Name | Description |
records-lag | The number of messages consumer is behind the producer on this partition. |
records-lag-max | Maximum record lag. Increasing value means that the consumer is not keeping up with the producers. |
bytes-consumed-rate | Average bytes consumed per second for each consumer for a specific topic or across all topics. |
records-consumed-rate | An average number of records consumed per second for a specific topic or across all topics. |
fetch-rate | The number of fetch requests per second from the consumer. |
4.Zookeeper metrics
ZooKeeper, the crucial distributed coordination service for many Kafka deployments, also offers a rich set of metrics to monitor its health and performance.
Categories of ZooKeeper metrics:
- Cluster State: Monitor metrics like the number of active servers, followers, and observers in your ZooKeeper ensemble. This ensures quorum health and identifies potential issues like server outages or connectivity problems.
- Request Processing: Track metrics like the number of requests per second (reads, writes), request latencies, and failed requests. This helps identify overloaded servers or potential bottlenecks within ZooKeeper.

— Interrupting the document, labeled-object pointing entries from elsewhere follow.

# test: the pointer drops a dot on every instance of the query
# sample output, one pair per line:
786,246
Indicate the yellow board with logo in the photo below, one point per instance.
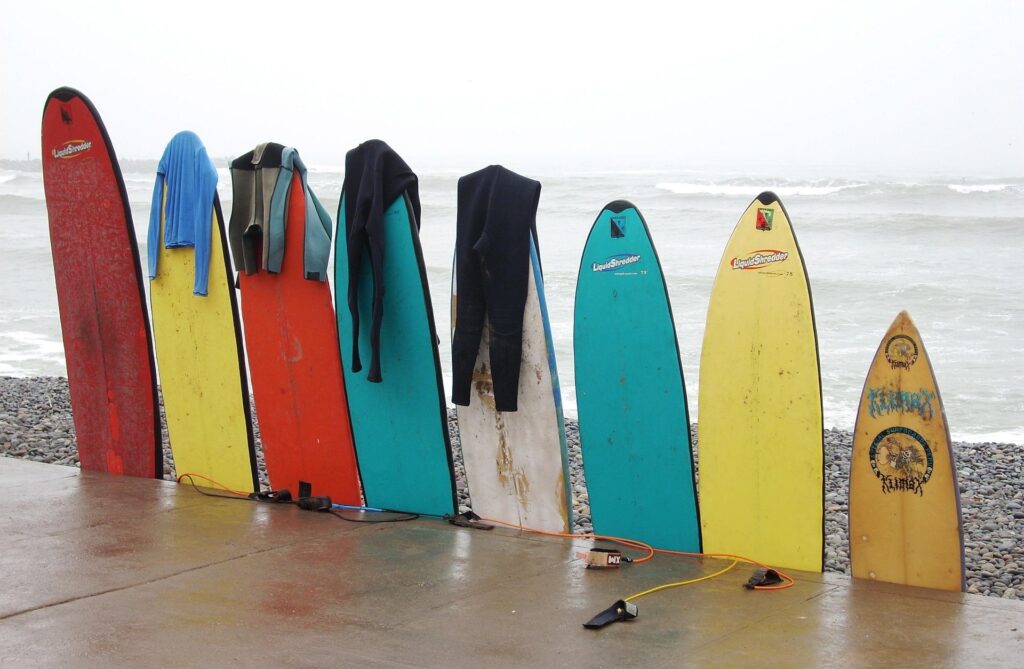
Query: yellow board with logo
760,444
202,373
904,502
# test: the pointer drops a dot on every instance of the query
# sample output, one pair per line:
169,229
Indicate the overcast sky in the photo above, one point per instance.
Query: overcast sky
885,87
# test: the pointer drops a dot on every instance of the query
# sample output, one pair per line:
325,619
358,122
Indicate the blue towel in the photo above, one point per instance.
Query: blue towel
192,185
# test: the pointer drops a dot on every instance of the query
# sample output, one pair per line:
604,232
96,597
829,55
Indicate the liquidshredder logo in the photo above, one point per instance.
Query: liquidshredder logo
759,259
72,149
615,262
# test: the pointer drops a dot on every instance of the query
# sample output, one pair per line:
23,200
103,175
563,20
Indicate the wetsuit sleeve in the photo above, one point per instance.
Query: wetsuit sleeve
204,225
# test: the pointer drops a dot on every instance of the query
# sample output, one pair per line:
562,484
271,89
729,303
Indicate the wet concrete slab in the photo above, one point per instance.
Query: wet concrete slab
112,572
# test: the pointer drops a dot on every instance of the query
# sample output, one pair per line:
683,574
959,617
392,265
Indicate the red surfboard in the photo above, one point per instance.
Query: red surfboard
103,319
295,368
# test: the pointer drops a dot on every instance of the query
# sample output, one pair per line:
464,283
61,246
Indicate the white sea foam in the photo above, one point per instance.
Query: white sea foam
978,187
752,190
29,353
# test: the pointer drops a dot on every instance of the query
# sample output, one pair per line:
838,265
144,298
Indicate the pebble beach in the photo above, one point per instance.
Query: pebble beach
36,424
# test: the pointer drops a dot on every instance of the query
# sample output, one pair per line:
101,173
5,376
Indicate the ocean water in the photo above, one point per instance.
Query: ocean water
946,249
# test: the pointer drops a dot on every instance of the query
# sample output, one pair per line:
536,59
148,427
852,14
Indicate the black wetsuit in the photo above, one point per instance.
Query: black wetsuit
375,176
496,220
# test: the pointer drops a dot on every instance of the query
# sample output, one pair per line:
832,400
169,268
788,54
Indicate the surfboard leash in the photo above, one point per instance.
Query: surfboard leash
765,578
305,501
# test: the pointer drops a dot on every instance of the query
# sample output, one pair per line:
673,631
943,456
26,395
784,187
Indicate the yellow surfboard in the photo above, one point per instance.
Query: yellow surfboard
761,456
202,370
904,502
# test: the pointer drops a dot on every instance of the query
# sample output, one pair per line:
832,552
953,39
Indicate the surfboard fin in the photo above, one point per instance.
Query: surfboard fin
763,577
620,611
274,496
468,519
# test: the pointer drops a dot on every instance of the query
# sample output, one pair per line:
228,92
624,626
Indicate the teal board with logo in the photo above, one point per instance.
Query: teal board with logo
399,425
634,424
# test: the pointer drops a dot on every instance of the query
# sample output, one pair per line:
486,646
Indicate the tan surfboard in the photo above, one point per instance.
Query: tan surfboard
904,502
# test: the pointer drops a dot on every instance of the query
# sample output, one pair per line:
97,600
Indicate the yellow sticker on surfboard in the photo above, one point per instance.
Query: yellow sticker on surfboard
905,523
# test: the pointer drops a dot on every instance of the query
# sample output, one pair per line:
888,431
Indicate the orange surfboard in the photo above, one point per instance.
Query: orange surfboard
904,502
295,366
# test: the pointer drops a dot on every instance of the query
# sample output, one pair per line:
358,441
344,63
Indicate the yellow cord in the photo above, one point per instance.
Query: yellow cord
679,583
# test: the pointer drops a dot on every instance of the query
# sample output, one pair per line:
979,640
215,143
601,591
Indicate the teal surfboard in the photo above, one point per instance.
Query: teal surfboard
634,425
399,425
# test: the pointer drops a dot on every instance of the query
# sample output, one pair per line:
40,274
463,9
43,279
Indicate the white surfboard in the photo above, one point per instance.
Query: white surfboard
517,462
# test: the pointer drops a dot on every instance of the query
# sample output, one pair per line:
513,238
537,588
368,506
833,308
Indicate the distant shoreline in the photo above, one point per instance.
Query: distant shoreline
36,424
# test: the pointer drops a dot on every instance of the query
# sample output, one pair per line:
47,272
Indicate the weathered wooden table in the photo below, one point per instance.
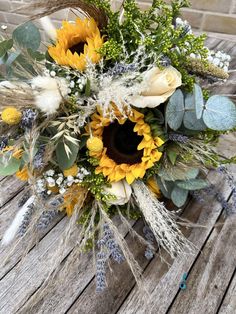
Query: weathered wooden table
211,282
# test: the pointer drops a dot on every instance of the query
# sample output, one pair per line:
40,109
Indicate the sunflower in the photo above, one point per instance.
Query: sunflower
128,146
77,43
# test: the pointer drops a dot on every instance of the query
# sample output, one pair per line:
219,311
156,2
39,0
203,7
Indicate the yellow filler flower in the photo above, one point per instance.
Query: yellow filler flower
129,148
11,116
77,43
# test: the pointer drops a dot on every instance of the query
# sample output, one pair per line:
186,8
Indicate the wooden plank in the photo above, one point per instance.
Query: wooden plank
7,214
162,286
22,281
229,303
211,273
81,274
37,263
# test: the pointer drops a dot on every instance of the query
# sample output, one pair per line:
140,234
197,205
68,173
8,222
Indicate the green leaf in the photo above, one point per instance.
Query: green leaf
36,55
192,173
5,46
193,184
11,168
220,113
175,110
27,36
26,157
179,196
65,161
172,155
190,118
199,101
166,187
88,88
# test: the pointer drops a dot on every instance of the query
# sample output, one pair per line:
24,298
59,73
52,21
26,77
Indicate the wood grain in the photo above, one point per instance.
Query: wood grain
211,283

- Watcher Performance: Watchers are a core ZooKeeper feature for notifications on data changes. Monitor metrics like the number of watchers and average watch event latency to ensure efficient change notification mechanisms.
- Synchronization: ZooKeeper uses synchronization primitives like locks. Track metrics like lock acquisition times and contention rates to identify potential synchronization bottlenecks in your applications.
Name | Description |
outstanding-requests | The number of requests that are in the queue. |
avg-latency | The response time to a client request is in milliseconds. |
num-alive-connections | The number of clients connected to ZooKeeper. |
followers | The number of active followers. |
pending-syncs | The number of pending consumers syncs. |
open-file-descriptor-count | The number of used file descriptors. |
5.JVM Metrics
While Kafka itself provides valuable metrics, the underlying JVM (Java Virtual Machine) offers another crucial layer of monitoring for your Kafka deployment. JVM metrics expose insights into the health and performance of the Java environment running your Kafka.
- Memory Usage: Track metrics like heap memory usage, non-heap memory usage, and garbage collection activity. This helps ensure sufficient memory allocation and identify potential memory leaks or excessive garbage collection overhead impacting Kafka’s performance.
- Threading: Monitor metrics like thread count, CPU usage by threads, and thread pool utilization. This helps identify potential thread starvation or overloaded thread pools, ensuring efficient resource allocation for Kafka tasks.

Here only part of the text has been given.